Carers Centres

Tonight I went to a York Carers Centre event. It was at a local Lush store; we went in, had a poke around, had the chance to make a bubble bar and face mask, got to chat to employees and buy things if we wanted. We were even given a £5 gift voucher!

One of the best things was, it was a chance to chat to people and chill out a bit, and to have a break from our caring roles. (Side note: to those of you who would comment that since Mum died, I’m no longer a carer – the carers centre support people for up to a year after their dependent has died). We spent 90 minutes just chilling, chatting, not having to worry too much or be looking after someone else.

I met a number of people tonight, all absolutely lovely people full of laughter and life, all with a caring role. You wouldn’t know that any of these people was a carer just by looking at them, or probably even by talking to them as it doesn’t usually enter conversation until someone asks ‘so who are you caring for’.

Each person I met had a different story, a different level of care they were giving, a different level to which is affected their lives. I met mothers who had children with physical, mental, or neurological disorders. Others had a nan they were caring for with dementia or cancer. Some had a parent they were caring for. The event was for those aged 16+ and I’d guess the age of those attending ranged from 16-70ish. Some were caring for more than one person. Some were in work, others studied, some were unable to work or study.

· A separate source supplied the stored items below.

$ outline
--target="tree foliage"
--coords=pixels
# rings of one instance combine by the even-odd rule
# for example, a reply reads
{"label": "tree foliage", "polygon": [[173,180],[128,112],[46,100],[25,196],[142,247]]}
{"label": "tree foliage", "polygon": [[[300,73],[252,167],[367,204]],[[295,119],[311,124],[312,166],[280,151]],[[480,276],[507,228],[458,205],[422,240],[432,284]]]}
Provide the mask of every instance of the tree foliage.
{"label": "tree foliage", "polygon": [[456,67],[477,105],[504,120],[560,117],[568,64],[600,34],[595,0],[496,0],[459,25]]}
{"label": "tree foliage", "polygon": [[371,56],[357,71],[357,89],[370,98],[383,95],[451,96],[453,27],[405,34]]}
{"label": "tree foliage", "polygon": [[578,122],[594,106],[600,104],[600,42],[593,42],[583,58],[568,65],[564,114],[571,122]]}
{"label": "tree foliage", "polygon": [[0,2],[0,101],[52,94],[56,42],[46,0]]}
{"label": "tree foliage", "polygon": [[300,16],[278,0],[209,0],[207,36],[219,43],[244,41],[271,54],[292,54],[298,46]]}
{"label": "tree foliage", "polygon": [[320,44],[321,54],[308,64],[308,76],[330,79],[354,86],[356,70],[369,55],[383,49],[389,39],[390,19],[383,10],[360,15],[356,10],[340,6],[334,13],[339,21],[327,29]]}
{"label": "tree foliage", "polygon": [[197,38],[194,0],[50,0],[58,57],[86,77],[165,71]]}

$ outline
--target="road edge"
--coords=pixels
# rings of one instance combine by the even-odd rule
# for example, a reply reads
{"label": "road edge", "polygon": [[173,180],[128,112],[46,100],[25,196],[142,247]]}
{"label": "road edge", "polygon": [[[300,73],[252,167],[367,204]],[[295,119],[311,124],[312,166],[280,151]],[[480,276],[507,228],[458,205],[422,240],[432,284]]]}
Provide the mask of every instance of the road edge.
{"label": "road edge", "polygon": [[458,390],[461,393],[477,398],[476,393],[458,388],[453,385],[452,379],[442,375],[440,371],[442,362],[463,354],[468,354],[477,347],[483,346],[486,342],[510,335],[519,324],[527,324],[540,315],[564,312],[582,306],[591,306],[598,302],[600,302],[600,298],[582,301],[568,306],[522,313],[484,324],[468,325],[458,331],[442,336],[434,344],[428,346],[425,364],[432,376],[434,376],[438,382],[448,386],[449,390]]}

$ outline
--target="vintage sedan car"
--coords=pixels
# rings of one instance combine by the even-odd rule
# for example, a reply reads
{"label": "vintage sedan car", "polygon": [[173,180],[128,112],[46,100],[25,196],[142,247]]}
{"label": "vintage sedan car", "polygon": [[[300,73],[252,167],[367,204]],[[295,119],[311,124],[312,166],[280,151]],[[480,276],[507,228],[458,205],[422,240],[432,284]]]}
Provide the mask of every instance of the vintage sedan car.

I got chatting to one girl and we were both talking about how we’d forgotten so many social skills that those our age possess. We can communicate with people, we’re not completely incompetent, we’re just not used to sitting in a coffee shop and talking for an hour without worrying about something else, for example. In fact, often, we haven’t had the brain space to even entertain these situations.

This is why events and activities like this are so important; because others who’re there ‘get it’. They understand that we might not know the latest pop. culture. They get that we might be tired or need our phones on us. We can joke about various aspects of our lives. We talk the same language. We can say something and know the other will understand and not look at us as if we’re from mars or something.

Carers centres and the work they do are so important, and we need to keep supporting them. If you’re a carer, and you think your local carers centre could help you, check out the carers.org website and see if there’s a centre near by.